Epilepsy detection performance (100%).

	Accuracy	Sensitivity	Specificity	Number of channel	Noisy
Reference [20]	85.6	91.7	80.6	18	No
Reference [21]	91.09	87.83	94.35	18	No
Reference [22]	95.00	97.50	95.00	18	No
Reference [23]	95.71	98.65	84.15	23	No
Reference [24]	99.05	95.45	99.10	5	No
Reference [25]	99.6	100	99.8	23	No
Reference [26]	99.63	97.84	99.63	5	No
Reference [27]	99.66	99.72	99.60	8	No
Reference [28]	72.10	74.78	69.34	1	No
Reference [29]	75.21	50.96	87.37	1	No
Reference [30]	92.13	87.10	94.65	1	No
Reference [31]	92.79	93.07	94.84	1	No
Proposed method	91.78	91.27	93.61	2	Yes

It can be seen from Table 7 that the method proposed in the paper can achieve epilepsy detection in noisy environment. From the experimental results, it can be inferred that the improved sample entropy and phase synchronization index combined with VMD can perform well as features in noisy environment. The signal loss caused by denoising is avoided, and the signal integrity is guaranteed to the greatest extent. At the same time, only two channels are selected. The 10-fold cross validation can ensure the results are independent on subject. From the 10-fold cross validation results, it can be seen that the method is effective with high accuracy. At the same time, the method can detect most of epilepsy and only very few nonepileptic signals are classified as epileptic signal.

4. Conclusion

Epilepsy detection is realized in noisy environment which can avoid information loss generated by denoising. The improved sample entropy and phase synchronization index are selected as features in the paper. The improved sample entropy has stronger epilepsy detection ability than sample entropy through nonuniform processing and adjustment. The channels in the same region can act better than in the different region when used for phase synchronization analysis. VMD is used to adaptively decompose the signal into 6 IMFs, and the phase synchronization indexes between corresponding 2 IMFs (excluding IMF6) can distinguish epilepsy from nonepilepsy. The random forest model realizes epilepsy detection. The results show that the accuracy, sensitivity, and specificity are 91.78%, 91.27%, and 93.61%, respectively. The results verify the advantage of the paper. That is, the method can still detect epilepsy with high performance based on EEG signal contained by complex noise. Because of the lack of epilepsy information caused by filtering, some epilepsy cannot be detected. The method effectively avoids the delay of diagnosis time which is caused by the false epilepsy detection. Hence, the method has a wider application potential.

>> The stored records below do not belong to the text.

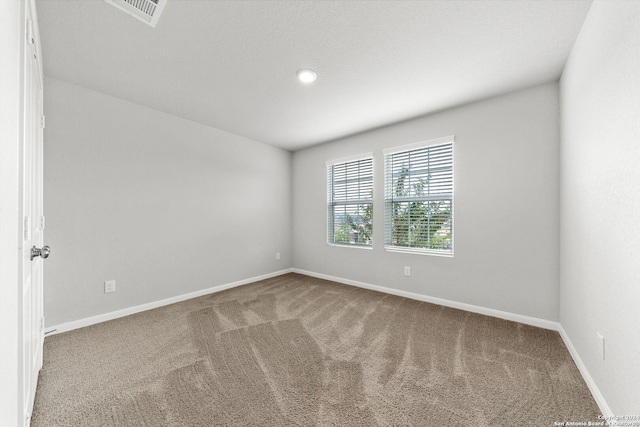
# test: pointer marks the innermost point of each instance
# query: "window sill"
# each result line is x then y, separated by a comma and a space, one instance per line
338, 245
419, 252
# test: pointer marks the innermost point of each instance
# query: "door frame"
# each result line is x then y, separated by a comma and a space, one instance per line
13, 15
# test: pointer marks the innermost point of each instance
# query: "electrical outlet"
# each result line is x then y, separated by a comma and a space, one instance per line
109, 286
601, 342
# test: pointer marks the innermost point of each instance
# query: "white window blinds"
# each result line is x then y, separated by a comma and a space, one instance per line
419, 197
350, 201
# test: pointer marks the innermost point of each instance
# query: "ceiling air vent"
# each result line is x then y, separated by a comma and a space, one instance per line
147, 11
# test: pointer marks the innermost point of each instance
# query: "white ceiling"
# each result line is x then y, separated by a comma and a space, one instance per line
232, 64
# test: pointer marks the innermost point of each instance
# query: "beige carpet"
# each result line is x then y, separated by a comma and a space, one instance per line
299, 351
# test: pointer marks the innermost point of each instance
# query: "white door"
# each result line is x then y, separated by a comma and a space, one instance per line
32, 249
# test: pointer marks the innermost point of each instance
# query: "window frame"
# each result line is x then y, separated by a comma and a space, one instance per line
389, 154
332, 203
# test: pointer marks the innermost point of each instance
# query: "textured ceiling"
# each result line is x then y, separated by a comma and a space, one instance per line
232, 64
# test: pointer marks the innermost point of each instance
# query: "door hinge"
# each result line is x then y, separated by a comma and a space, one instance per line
30, 37
27, 227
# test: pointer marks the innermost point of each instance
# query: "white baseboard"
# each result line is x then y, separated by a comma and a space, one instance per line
533, 321
602, 404
76, 324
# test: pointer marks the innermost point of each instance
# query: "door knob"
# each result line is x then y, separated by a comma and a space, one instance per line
44, 252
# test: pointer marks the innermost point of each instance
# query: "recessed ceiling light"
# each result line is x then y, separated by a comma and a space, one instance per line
307, 75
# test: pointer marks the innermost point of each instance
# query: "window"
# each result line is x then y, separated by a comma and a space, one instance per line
419, 197
350, 201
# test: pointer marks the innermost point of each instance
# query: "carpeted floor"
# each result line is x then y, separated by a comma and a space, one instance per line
299, 351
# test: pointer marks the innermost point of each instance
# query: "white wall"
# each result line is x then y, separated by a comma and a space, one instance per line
162, 205
506, 207
600, 209
12, 15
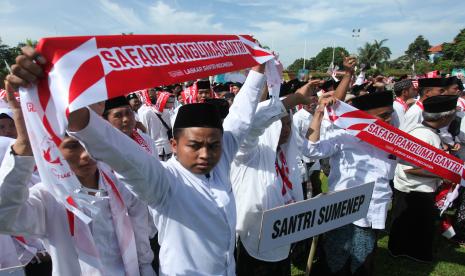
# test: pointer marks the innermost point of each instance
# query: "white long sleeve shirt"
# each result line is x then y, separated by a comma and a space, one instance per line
194, 214
256, 184
398, 117
155, 129
413, 117
301, 121
35, 213
354, 162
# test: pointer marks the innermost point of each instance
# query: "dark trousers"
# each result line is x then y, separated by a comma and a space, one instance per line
247, 265
413, 225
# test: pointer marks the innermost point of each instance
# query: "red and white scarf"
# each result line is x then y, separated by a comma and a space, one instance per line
403, 103
89, 69
89, 258
394, 141
282, 169
141, 141
420, 105
162, 99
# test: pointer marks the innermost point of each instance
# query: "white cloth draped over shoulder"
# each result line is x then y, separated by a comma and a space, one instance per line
194, 214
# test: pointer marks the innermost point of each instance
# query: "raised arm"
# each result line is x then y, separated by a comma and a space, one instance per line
20, 212
341, 90
313, 147
103, 141
236, 125
267, 114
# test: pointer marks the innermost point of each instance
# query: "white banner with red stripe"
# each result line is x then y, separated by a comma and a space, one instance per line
89, 69
396, 142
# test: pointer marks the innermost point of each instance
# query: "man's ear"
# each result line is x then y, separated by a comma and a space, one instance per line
174, 145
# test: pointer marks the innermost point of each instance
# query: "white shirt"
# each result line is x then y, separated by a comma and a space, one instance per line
195, 214
398, 117
413, 117
257, 186
8, 254
155, 129
406, 182
354, 162
36, 213
301, 121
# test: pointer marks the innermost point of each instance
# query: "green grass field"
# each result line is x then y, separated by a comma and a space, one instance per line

However, the method has a disadvantage. That is, channel CZPZ and channel FZCZ do not always contain enough epilepsy information used for detecting, especially for some refractory epilepsy. In some special period, the 2 channels are not optimal channels when the quality of the two channels is poor. Therefore, establishment of adaptive unfixed channel selection method can further improve the performance of epilepsy detection through the improvement of local performance. The adaptive channel selection method in noisy environment will be our research work in the future.